Батя посмотрел на фургон с раненым немцем, который был от него уже недалеко, и мысленно проговорил как приговор, вложив в слова всю свою ненависть к гитлеровцам: «Смерть вам! Смерть! Смерть, пока вы топчете нашу землю, истязаете наш народ!» Но той лютой злобы, которая делает человека на какое-то время кровожадней зверя, у Бати к раненому немцу не возникло, хотя сердце было налито болью, — он пекся не о личном отмщении — за себя, за свою разрушенную гитлеровцами семью. Решая так, он думал о том, что принесли гитлеровцы, а с ними и этот немец, советскому народу, России, всему Советскому Союзу. Для Бати, коммуниста с времен гражданской войны, немецкие захватчики выглядели врагами, которым не может быть пощады, потому что посягнули они на самое святое, для чего он жил, на счастье советского народа, на его мечты о завтрашнем светлом коммунистическом дне, претворению которых он, Батя, не только радовался, но и отдавал этому делу всю свою страсть, все силы. В эти минуты ему, Бате, даже казалось, что то возмездие, на которое обрек он своею волей командира и этого немца, раненного, и тех, лежавших сейчас там, вдоль лесной дороги, — мягким, недостаточным, а выходка Чеботарева показалась прямо мальчишеством, вульгарным пониманием, как он сформулировал про себя, пролетарского гуманизма…

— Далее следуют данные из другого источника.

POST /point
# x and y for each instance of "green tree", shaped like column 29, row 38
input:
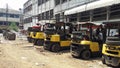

Поравнявшись с Батей, Момойкин мотнул головой на фургон и спросил простуженным, скрипучим голосом:

— Ну как?.. Или на обмен, может, его держать?

— На обмен! — нехорошо прыснул смехом Батя. — Да вы с Чеботаревым что, белены объелись? — И сказал подошедшей медсестре отряда Насте: — Ишь, видала, какие цыганы у нас завелись!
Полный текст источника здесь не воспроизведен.